4.4. Effect of Different Spring Irrigation Times on the IUE of Winter Wheat

Moderate water stress can improve the irrigation water utilization efficiency of wheat [55]. Through the analysis of winter wheat IUE, it was found that IUE first increased and then decreased with the change in spring irrigation time, which was consistent with the research results of Liu et al. [56]. The reason was that properly postponing spring irrigation time could promote wheat roots to tie down and improve their absorption and utilization of deep soil water.
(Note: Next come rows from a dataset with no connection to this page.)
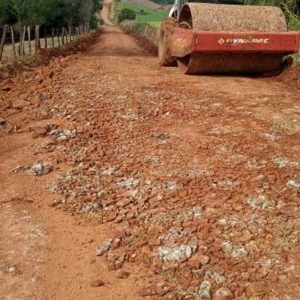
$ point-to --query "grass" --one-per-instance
(8, 49)
(143, 14)
(144, 29)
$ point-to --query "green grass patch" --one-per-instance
(142, 14)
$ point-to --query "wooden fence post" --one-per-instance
(45, 38)
(29, 40)
(23, 41)
(57, 34)
(13, 42)
(37, 39)
(52, 37)
(3, 41)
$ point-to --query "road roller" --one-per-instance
(211, 37)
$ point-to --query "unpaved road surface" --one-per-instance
(159, 185)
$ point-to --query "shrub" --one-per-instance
(126, 14)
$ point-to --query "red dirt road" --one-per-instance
(187, 187)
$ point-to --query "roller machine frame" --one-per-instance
(205, 38)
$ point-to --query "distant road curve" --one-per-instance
(106, 12)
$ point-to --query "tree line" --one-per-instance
(49, 13)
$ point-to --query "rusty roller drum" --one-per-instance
(231, 18)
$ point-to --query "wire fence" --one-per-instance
(31, 39)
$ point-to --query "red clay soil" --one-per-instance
(291, 77)
(159, 185)
(45, 56)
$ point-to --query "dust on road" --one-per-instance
(163, 185)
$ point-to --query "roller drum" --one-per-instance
(231, 18)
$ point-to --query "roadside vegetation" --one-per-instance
(50, 13)
(147, 21)
(143, 14)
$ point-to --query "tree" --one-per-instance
(126, 14)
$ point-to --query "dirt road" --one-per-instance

Optimizing population indexes and canopy structure of winter wheat can promote kernel development [11], thereby increasing yield and water use efficiency. However, if spring irrigation time is too late, the decline rate of tillering will be significantly reduced, and the number of panicles will be reduced, thereby reducing winter wheat yield and leading to the decrease of IWUE [57]. In addition, compared with conventional spring irrigation with second water, wheat yield will be reduced, but IWUE can be increased [58,59]. Wang et al. [60] found that spring irrigation with one water significantly increased IWUE by 72.65~75.71% compared with spring irrigation with second water, which was also confirmed in our previous report [12,61]. In contrast, this study can not only stabilize wheat yield but also improve irrigation water utilization efficiency by adjusting irrigation time under the condition of spring irrigation with one water, which is a water-saving irrigation model suitable for promotion in this region.

5. Conclusions

Delayed irrigation for 5 to 10 days at the jointing stage could increase the nitrogen concentration, nitrogen accumulation, silicon concentration, and silicon distribution in the whole plant or different organs, optimize the distribution ratio of nitrogen and silicon in different organs, and realize the improvement of GY. Compared with AJ15 and AJ20, the accumulation of N in the vegetative organs of AJ5 increased by 3.05–23.11% in the flowering stage, the transfer volume of N in the post-flowering vegetative organs increased by 14.09–40.10%, and the N distribution rate in the ear of the mature stage increased by 1.71–6.40%. In the past two years, the GY reached the maximum in AJ10 and AJ5, respectively, and increased by 1.37–6.57% and 22.12–27.21% compared with CK, AJ15, and AJ20, respectively. Therefore, under the condition of spring irrigation, it is suggested that the irrigation time should be 5–10 days after the jointing stage, and the topdressing time should be synchronized with irrigation.